The default output format shows 16 bytes per line with the file offset, hex values in groups of 2 bytes, and printable ASCII characters. The -p option produces a continuous hex string without formatting.
The -i option generates C source code with the data as an unsigned char array, useful for embedding binary data in programs.
The -r option reverses the process, converting a hex dump back to binary. Combined with -p, it can convert plain hex strings to binary data.

PARAMETERS

-b

Binary digit dump instead of hexadecimal
-c cols
Format output with specified columns per line (default: 16)
-g bytes
Number of bytes per group (default: 2)
-i
Output as C include file (array definition)
-l len
Stop after outputting len bytes
-p, -ps, -plain
Plain hexdump style (continuous hex without addresses)
-r, -revert
Reverse operation: convert hexdump to binary
-s seek
Start at specified offset in file
-u
Use uppercase hexadecimal letters
-e
Little-endian dump (group bytes are reversed)

VIM INTEGRATION

xxd integrates with vim for hex editing.

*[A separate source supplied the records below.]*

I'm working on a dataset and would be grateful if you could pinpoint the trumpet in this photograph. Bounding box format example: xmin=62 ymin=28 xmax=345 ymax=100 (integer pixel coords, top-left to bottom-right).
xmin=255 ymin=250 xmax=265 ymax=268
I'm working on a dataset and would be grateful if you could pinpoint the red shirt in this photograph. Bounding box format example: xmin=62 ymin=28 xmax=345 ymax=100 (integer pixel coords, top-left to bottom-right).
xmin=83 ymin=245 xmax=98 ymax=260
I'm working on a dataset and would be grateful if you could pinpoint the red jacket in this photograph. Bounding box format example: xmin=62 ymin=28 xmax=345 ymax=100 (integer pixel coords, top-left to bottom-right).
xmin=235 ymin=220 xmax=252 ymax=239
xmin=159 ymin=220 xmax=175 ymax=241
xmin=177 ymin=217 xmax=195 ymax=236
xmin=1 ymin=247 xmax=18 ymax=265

In vim, use :%!xxd to convert buffer to hex dump, edit the hex values, then :%!xxd -r to convert back to binary.

CAVEATS

When using -r, xxd is tolerant of missing or out-of-order lines if the output is seekable. Non-hex characters in the hex column are ignored during revert. The -r option requires properly formatted input matching xxd's output format (or plain hex with -p).

HISTORY

xxd was written by Juergen Weigert and is distributed with vim. It was created as a more versatile alternative to traditional hex dump utilities like od. The tool has been part of the vim distribution since the mid-1990s and is commonly available on Unix-like systems.